In Theaetetus, Socrates develops an account of what knowledge is which goes something like this. You have knowledge when you believe in something, that something is true and you have a justification for believing it. This is the classic account of what it means to know something.
I have a simpler description which fits better with how we think we know things today. You have knowledge when you believe in something and that something happens to be true.
I consider the addition of justification akin to a “no true Scotsman” fallacy.
Here is an example of a “no true Scotsman” fallacy.
Person A: “No Scotsman puts sugar on his porridge.”
Person B: “But my uncle Angus likes sugar with his porridge.”
Person A: “Ah yes, but no true Scotsman puts sugar on his porridge.”
To claim that my simple definition is “not true knowledge” follows the same pattern.
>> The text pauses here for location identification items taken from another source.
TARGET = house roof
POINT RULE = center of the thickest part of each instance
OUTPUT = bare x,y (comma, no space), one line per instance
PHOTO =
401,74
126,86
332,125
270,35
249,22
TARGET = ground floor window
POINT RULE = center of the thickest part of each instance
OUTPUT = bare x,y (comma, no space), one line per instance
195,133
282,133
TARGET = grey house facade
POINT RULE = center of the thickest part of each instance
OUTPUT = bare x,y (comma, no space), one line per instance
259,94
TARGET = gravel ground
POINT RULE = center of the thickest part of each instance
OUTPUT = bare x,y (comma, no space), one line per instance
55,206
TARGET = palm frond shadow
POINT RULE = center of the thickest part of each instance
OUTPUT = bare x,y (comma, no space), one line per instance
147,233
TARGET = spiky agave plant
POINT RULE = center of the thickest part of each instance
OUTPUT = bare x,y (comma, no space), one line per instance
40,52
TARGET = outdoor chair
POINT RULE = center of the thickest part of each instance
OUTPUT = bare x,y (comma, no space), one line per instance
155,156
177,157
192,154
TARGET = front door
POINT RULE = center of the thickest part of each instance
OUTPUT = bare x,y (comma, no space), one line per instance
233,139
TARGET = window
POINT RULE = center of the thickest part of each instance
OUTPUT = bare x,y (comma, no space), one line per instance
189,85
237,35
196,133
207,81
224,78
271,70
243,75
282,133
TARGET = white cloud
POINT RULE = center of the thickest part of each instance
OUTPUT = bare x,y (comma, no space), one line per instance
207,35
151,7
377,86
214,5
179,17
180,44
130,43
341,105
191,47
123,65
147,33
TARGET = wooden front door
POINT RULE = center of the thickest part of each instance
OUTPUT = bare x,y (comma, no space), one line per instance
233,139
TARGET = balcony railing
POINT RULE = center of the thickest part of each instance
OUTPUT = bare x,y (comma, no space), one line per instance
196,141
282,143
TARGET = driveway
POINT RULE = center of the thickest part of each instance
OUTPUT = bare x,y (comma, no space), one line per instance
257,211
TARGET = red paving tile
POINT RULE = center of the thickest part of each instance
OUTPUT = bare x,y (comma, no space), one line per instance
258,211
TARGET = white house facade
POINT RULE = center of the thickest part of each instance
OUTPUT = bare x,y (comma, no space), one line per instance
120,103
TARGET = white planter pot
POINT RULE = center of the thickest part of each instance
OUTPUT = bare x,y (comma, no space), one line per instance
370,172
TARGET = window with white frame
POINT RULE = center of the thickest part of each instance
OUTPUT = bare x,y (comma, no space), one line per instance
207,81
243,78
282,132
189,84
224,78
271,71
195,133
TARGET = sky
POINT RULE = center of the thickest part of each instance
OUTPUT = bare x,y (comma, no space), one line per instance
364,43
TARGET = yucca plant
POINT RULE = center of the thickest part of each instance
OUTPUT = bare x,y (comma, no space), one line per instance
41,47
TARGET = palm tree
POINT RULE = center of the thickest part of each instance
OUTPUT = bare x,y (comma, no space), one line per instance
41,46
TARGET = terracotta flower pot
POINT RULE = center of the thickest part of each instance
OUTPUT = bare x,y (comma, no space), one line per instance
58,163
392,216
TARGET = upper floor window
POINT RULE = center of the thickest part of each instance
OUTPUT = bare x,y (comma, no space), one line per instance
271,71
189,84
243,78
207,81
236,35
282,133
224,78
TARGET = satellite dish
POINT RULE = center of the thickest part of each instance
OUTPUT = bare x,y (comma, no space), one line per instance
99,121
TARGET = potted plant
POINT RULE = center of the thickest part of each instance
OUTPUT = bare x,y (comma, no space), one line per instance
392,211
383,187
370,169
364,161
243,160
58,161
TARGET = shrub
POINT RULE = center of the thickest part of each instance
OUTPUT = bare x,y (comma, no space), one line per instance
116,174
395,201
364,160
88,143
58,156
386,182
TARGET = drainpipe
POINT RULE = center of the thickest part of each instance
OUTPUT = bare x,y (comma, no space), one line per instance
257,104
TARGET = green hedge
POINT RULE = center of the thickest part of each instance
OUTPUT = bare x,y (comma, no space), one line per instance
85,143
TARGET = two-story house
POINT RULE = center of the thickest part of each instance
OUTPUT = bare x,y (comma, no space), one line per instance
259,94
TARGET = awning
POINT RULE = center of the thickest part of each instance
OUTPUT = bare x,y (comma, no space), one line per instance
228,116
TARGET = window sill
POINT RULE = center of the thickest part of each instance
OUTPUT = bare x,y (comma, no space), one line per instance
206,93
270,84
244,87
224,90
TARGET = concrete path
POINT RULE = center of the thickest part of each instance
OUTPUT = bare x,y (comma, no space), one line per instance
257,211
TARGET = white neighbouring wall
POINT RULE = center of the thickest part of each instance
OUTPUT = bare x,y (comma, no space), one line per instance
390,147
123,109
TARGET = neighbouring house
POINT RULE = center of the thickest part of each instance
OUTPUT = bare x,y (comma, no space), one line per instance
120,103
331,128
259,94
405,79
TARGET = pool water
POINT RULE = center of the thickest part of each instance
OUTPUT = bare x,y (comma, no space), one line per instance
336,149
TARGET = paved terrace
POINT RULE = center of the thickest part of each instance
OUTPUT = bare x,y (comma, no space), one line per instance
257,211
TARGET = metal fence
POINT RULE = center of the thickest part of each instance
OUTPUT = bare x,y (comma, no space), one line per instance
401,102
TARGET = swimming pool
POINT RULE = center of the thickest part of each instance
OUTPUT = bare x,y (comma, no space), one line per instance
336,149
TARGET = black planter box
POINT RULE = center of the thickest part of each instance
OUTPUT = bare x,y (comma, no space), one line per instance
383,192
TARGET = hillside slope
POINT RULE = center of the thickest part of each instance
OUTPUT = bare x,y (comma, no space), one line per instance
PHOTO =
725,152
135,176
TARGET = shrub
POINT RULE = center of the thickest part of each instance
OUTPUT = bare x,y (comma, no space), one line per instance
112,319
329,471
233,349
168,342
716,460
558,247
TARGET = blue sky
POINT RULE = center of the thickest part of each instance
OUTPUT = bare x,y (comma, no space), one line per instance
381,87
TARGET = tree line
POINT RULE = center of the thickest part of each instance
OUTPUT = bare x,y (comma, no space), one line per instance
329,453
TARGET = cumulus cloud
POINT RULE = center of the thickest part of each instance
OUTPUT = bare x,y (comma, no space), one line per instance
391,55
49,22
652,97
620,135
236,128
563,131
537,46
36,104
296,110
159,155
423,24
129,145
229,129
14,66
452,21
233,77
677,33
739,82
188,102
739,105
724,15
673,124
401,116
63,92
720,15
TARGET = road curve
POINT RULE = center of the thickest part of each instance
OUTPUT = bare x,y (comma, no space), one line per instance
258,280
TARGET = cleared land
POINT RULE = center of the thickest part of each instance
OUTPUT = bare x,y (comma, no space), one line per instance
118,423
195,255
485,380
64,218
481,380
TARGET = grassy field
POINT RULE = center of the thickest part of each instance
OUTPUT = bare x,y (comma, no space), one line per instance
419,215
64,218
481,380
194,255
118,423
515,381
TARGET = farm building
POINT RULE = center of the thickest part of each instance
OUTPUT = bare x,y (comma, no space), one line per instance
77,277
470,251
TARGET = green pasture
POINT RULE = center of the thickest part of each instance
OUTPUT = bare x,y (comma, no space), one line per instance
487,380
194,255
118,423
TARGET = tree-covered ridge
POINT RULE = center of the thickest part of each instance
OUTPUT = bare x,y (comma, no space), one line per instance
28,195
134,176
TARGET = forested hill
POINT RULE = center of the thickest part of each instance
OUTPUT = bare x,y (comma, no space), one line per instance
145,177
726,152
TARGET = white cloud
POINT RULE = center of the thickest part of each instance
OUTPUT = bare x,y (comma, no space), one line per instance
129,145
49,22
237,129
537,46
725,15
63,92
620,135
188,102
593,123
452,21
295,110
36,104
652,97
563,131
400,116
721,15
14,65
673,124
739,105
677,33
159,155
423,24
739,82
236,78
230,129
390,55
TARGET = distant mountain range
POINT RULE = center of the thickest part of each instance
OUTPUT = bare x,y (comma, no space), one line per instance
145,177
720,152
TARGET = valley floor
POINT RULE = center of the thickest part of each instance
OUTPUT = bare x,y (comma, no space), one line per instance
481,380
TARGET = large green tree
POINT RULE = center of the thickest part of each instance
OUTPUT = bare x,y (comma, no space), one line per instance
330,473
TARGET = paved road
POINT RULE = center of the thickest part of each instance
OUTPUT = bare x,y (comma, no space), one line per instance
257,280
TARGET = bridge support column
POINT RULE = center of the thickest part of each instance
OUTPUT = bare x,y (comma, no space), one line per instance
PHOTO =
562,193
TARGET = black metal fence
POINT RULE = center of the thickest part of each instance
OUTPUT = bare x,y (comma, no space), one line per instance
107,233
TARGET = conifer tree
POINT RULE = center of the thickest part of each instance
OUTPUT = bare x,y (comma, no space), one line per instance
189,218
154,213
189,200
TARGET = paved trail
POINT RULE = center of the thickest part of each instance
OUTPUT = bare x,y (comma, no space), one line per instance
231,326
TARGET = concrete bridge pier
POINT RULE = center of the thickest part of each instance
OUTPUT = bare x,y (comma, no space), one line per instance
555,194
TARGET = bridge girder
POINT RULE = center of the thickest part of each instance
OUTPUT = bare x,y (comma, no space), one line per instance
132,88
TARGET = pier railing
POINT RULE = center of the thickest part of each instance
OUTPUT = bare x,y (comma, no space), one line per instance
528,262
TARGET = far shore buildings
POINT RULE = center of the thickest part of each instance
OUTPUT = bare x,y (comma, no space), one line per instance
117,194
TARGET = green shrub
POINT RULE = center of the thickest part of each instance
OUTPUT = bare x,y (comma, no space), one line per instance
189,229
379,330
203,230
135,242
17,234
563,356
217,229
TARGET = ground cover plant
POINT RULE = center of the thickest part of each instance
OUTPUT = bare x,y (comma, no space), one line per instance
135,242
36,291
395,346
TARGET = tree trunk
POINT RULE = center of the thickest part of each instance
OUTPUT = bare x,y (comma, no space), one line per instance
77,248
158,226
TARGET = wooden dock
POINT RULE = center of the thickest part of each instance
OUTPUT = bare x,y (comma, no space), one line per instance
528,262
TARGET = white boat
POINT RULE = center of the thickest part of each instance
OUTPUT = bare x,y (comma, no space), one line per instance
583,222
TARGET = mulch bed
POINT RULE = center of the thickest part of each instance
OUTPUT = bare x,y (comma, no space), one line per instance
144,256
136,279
A good justification will improve the credibility of the knowledge, but even without any justification, it is still knowledge.
Person A: “No one can know a fact without justification.”
Person B: “But my uncle Angus is Scottish and he knows that he is Scottish and says he just knows it without any justification .”
Person A: “Ah yes, but if it had been true knowledge, he would have a justification for it.”
I originally stated this 2012-12-10 in a philosophy discussion hosted by Coursera for the department of philosophy at EdinburghUniversity.